History of Chinese Americans

The history of Chinese Americans or the history of ethnic Chinese in the United States includes three major waves of Chinese immigration to the United States, beginning in the 19th century. Chinese immigrants in the 19th century worked in the California Gold Rush of the 1850s and the Central Pacific Railroad in the 1860s. They also worked as laborers in Western mines. They suffered racial discrimination at every level of society. The white people were stirred to anger by the "yellow peril" rhetoric . Despite provisions for equal treatment of Chinese immigrants in the 1868 Burlingame Treaty between the US and China, political and labor organizations rallied against "cheap Chinese labor."

A Chinese American soldier posing alongside a half-track with a Thompson M1A1 in hand, June 1942.

Newspapers condemned employers who were initially pro-Chinese. When clergy ministering to the Chinese immigrants in California supported the Chinese, they were severely criticized by the local press and populace.[1] So hostile was the opposition that in 1882 the Congress passed the Chinese Exclusion Act prohibiting immigration from China for the following ten years. This law was then extended by the Geary Act in 1892. The Chinese Exclusion Act was the only U.S. law ever to prevent immigration and naturalization on the basis of race.[2] These laws not only prevented new immigration but also the reunion of the families of thousands of Chinese men already living in the United States who had left China without their wives and children. Anti-miscegenation laws in many Western states also prohibited the Chinese men from marrying white women.[3] In the South many Chinese American males married African American women. For example, the tenth U.S. Census of Louisiana alone showed 57% Chinese-American men were married to African-American women, and 43% to European-American women.[4]
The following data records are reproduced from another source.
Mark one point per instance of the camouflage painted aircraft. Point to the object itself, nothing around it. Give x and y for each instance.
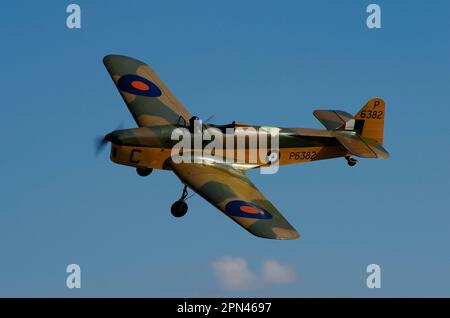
(157, 112)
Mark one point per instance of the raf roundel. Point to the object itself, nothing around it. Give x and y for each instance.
(138, 85)
(246, 210)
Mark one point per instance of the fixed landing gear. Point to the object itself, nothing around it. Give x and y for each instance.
(351, 161)
(179, 207)
(143, 172)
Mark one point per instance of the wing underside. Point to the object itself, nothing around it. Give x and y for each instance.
(147, 97)
(231, 191)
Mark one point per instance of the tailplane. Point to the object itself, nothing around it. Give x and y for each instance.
(368, 124)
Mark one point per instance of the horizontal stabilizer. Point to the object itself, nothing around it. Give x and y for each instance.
(361, 147)
(332, 119)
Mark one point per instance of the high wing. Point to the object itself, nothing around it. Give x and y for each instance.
(231, 191)
(147, 97)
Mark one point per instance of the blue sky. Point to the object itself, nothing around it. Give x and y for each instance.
(259, 62)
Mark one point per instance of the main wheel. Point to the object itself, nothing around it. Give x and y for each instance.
(179, 208)
(143, 172)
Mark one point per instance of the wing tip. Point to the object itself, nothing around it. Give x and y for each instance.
(280, 234)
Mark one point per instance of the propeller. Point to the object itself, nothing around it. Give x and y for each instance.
(99, 144)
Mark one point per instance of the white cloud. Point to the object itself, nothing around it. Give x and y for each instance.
(277, 273)
(233, 273)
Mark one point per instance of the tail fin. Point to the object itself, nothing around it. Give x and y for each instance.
(369, 121)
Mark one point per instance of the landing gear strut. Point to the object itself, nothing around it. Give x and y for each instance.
(179, 207)
(143, 172)
(351, 161)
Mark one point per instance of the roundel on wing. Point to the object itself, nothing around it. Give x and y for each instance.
(138, 85)
(246, 210)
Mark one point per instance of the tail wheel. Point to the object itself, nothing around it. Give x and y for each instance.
(179, 208)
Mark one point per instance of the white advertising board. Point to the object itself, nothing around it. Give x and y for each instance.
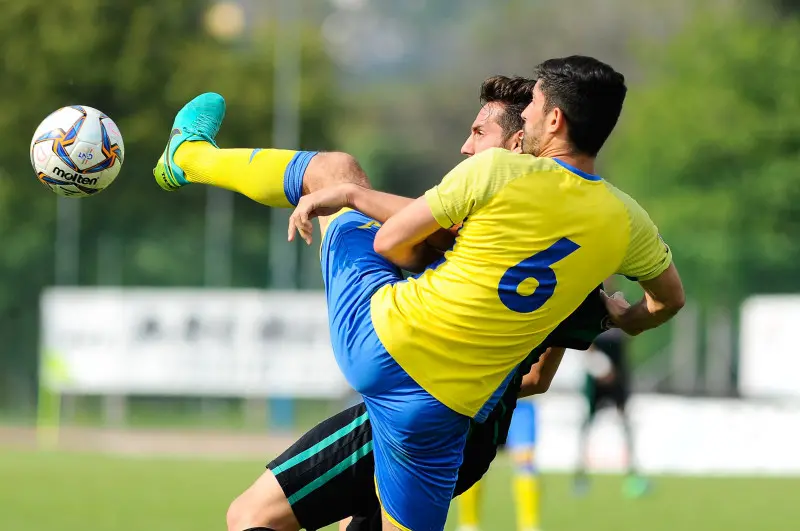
(769, 350)
(238, 343)
(675, 435)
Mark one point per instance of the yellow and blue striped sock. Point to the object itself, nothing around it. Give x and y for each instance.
(469, 507)
(272, 177)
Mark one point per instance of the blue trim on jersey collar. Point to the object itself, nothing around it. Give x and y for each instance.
(576, 171)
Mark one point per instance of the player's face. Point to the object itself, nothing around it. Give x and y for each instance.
(486, 132)
(534, 129)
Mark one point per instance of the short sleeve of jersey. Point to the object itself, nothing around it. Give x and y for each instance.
(647, 255)
(467, 187)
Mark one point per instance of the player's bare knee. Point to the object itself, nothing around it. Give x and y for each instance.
(262, 505)
(331, 168)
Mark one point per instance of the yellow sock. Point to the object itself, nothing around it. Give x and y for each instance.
(469, 507)
(266, 176)
(526, 497)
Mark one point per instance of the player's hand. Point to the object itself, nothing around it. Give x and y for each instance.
(617, 307)
(321, 203)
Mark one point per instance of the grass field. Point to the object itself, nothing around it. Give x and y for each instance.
(74, 492)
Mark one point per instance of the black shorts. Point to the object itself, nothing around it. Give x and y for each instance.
(599, 396)
(328, 474)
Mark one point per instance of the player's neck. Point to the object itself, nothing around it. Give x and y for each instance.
(585, 163)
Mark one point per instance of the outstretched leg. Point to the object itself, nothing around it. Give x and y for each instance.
(272, 177)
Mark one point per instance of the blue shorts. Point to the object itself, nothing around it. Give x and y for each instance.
(522, 433)
(418, 441)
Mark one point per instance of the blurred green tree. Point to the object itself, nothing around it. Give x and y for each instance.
(711, 147)
(138, 61)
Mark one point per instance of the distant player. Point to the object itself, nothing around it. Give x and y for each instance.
(521, 444)
(535, 235)
(608, 384)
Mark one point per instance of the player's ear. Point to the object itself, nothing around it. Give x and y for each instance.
(556, 120)
(514, 143)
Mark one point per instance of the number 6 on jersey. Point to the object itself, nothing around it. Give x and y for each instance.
(539, 268)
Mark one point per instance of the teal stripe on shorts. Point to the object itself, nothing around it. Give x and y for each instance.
(324, 443)
(330, 474)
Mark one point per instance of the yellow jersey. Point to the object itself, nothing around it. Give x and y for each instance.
(537, 237)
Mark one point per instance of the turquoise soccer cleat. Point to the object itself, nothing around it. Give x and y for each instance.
(198, 120)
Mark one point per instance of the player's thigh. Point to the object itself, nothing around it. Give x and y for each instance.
(332, 168)
(328, 474)
(353, 272)
(263, 504)
(419, 445)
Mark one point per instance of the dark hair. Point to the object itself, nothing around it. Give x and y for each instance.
(514, 93)
(590, 94)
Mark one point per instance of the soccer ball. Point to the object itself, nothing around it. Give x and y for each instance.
(77, 151)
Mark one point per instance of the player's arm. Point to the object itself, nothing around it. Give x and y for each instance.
(463, 191)
(539, 378)
(379, 206)
(402, 239)
(663, 298)
(649, 262)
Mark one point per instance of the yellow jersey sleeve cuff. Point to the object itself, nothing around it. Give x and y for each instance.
(437, 208)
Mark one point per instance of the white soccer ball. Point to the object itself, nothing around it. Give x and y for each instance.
(77, 151)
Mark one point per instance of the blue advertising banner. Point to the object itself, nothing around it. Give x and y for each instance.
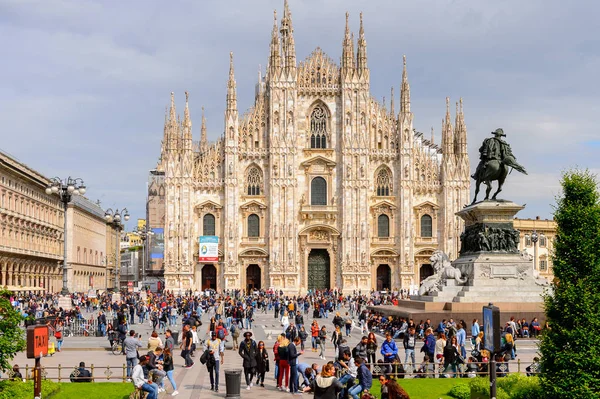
(209, 249)
(157, 249)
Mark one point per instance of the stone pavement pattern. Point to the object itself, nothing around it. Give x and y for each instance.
(195, 382)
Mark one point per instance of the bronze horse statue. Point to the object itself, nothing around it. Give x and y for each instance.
(494, 170)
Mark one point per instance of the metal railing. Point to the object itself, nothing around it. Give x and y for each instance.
(437, 370)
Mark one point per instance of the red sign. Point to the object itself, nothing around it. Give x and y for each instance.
(37, 341)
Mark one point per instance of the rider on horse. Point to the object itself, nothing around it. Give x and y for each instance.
(495, 149)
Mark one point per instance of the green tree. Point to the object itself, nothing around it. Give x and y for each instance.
(12, 338)
(571, 348)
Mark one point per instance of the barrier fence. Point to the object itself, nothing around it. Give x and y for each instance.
(119, 373)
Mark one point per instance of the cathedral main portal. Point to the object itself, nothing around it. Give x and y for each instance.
(318, 269)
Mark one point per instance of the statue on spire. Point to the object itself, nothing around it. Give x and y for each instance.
(496, 159)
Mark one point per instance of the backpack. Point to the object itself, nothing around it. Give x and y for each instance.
(283, 352)
(235, 331)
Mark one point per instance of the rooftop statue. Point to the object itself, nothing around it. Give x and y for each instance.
(496, 159)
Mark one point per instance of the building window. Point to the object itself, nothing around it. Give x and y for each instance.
(318, 191)
(318, 127)
(208, 225)
(383, 226)
(383, 182)
(253, 226)
(254, 180)
(426, 226)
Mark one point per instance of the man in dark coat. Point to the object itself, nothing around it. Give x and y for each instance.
(248, 351)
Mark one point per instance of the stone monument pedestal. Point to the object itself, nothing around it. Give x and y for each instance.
(491, 270)
(64, 301)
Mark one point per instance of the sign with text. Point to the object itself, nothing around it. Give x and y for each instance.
(491, 328)
(37, 341)
(209, 249)
(157, 247)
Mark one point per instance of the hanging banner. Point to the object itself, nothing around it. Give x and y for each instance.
(209, 249)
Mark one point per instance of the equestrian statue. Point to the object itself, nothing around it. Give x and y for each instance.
(496, 159)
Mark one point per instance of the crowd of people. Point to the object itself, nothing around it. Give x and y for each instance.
(326, 319)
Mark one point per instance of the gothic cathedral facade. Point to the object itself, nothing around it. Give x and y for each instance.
(317, 186)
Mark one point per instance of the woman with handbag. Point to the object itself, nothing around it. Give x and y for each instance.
(451, 356)
(262, 363)
(58, 334)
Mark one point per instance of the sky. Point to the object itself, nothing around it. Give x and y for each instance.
(84, 84)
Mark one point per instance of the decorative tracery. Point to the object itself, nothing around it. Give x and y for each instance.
(318, 127)
(254, 181)
(383, 182)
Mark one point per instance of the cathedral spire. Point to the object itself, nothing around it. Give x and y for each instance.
(404, 89)
(203, 139)
(392, 106)
(460, 139)
(287, 35)
(347, 48)
(447, 134)
(275, 59)
(231, 88)
(361, 54)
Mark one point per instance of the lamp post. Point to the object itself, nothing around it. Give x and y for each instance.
(144, 233)
(113, 218)
(65, 189)
(534, 239)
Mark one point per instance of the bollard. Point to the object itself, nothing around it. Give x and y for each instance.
(233, 382)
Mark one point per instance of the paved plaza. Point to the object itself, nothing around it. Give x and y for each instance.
(195, 382)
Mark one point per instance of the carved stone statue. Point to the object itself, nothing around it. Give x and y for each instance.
(443, 271)
(496, 159)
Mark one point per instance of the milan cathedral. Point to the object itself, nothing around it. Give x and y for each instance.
(317, 186)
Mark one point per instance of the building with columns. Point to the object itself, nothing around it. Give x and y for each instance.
(31, 230)
(86, 245)
(542, 249)
(318, 185)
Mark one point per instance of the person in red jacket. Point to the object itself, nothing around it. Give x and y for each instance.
(314, 331)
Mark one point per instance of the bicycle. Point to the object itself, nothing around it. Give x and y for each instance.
(117, 347)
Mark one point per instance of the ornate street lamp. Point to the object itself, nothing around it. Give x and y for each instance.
(144, 233)
(65, 189)
(113, 218)
(534, 238)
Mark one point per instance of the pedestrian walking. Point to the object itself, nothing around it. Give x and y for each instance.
(169, 368)
(186, 346)
(248, 351)
(216, 357)
(262, 363)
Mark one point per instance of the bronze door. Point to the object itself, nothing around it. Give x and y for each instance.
(384, 274)
(209, 277)
(318, 269)
(253, 278)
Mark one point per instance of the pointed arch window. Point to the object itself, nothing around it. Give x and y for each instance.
(318, 191)
(383, 226)
(426, 226)
(383, 182)
(208, 224)
(318, 127)
(253, 226)
(254, 181)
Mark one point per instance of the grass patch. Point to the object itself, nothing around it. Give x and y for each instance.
(95, 390)
(424, 388)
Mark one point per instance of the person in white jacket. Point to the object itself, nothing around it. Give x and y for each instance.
(137, 375)
(285, 321)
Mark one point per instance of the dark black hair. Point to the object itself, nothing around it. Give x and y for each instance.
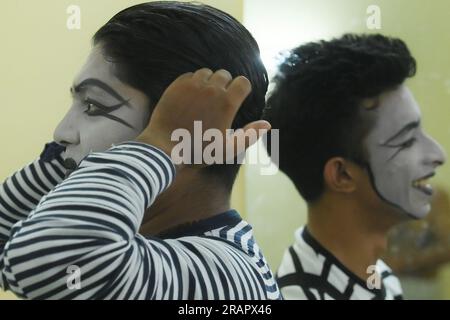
(316, 102)
(153, 43)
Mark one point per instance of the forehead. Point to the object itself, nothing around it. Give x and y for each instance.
(97, 67)
(396, 108)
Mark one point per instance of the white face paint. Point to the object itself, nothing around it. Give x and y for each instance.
(401, 156)
(105, 111)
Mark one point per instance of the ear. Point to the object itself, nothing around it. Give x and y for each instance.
(340, 175)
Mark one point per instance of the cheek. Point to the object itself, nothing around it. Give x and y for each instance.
(102, 133)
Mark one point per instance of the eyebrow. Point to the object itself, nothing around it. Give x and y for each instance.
(100, 84)
(410, 126)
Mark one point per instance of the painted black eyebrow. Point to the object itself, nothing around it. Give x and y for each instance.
(410, 126)
(100, 84)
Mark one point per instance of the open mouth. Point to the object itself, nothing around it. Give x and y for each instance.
(423, 184)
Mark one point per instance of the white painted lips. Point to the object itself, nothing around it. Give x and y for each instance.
(423, 184)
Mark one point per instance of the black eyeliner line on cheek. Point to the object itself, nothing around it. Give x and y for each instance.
(105, 112)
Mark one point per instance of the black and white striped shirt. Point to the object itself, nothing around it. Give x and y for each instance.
(310, 272)
(91, 221)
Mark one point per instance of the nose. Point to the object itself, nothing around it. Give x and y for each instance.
(435, 154)
(67, 132)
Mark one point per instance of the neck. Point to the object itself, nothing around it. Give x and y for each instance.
(356, 237)
(191, 198)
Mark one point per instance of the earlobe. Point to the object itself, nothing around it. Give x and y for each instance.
(339, 175)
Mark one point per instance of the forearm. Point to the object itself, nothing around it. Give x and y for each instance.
(90, 220)
(21, 192)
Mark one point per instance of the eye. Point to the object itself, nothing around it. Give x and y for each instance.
(92, 107)
(408, 143)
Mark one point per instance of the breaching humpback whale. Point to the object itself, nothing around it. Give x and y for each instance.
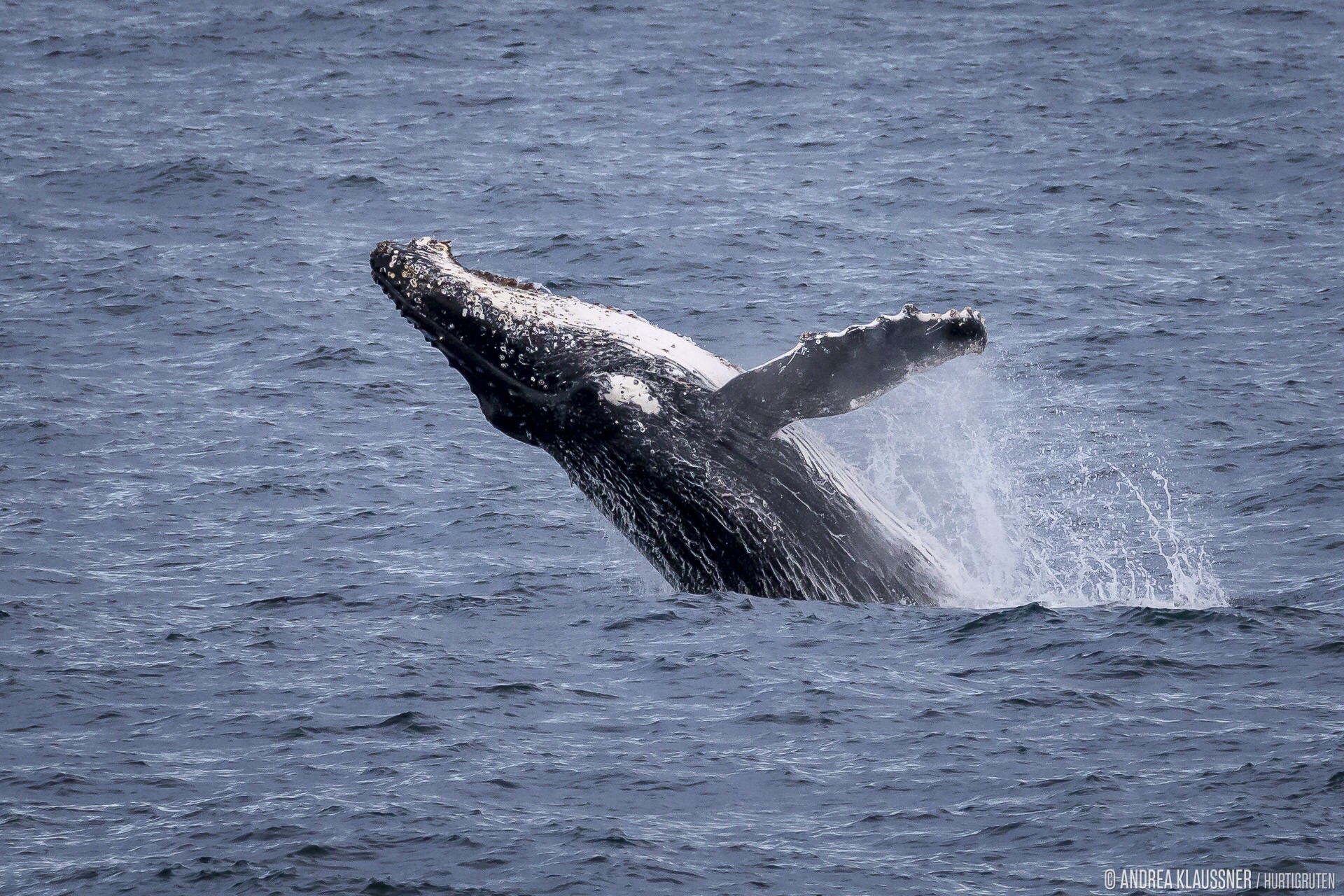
(699, 464)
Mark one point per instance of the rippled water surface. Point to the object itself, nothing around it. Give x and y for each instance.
(281, 613)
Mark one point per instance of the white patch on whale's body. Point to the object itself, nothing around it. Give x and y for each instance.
(631, 391)
(536, 309)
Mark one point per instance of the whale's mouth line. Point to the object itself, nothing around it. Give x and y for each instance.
(458, 354)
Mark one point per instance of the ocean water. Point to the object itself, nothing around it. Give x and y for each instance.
(280, 613)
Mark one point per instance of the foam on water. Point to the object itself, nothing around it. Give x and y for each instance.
(1040, 498)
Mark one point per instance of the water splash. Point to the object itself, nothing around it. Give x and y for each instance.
(1038, 496)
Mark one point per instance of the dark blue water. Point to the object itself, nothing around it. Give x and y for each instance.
(281, 613)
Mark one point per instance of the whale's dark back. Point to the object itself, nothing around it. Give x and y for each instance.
(773, 516)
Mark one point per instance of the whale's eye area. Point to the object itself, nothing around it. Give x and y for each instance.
(629, 391)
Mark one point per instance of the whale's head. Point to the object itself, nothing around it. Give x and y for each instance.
(533, 356)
In 1924 the law barred further entries of Chinese. Those already in the United States had been ineligible for citizenship since the previous year. Also by 1924, all Asian immigrants (except people from the Philippines, which had been annexed by the United States in 1898) were utterly excluded by law, denied citizenship and naturalization, and prevented from owning land. In many Western states, Asian immigrants were even prevented from marrying Caucasians.[5]

Only since the 1940s, when the United States and China became allies during World War II, did the situation for Chinese Americans begin to improve, as restrictions on entry into the country, naturalization, and mixed marriage were lessened. In 1943, Chinese immigration to the United States was once again permitted—by way of the Magnuson Act—thereby repealing 61 years of official racial discrimination against the Chinese. Large-scale Chinese immigration did not occur until 1965 when the Immigration and Nationality Act of 1965[6] lifted national origin quotas.[7] After World War II, anti-Asian prejudice began to decrease, and Chinese immigrants, along with other Asians (such as Japanese, Koreans, Indians and Vietnamese), have adapted and advanced. Currently, the Chinese constitute the largest ethnic group of Asian Americans (about 22%), and have confounded earlier expectations that they would form an indigestible mass in American society. [citation needed] For example, many Chinese Americans of American birth may know little or nothing about traditional Chinese culture, just as European Americans and African Americans may know little or nothing about the original cultures of their ancestors.

As of the 2010 United States Census, there are more than 3.3 million Chinese in the United States, about 1% of the total population. The influx continues, where each year ethnic Chinese people from the People's Republic of China, Taiwan, and to a lesser extent Southeast Asia move to the United States, surpassing Hispanic and Latino immigration by 2012.[8]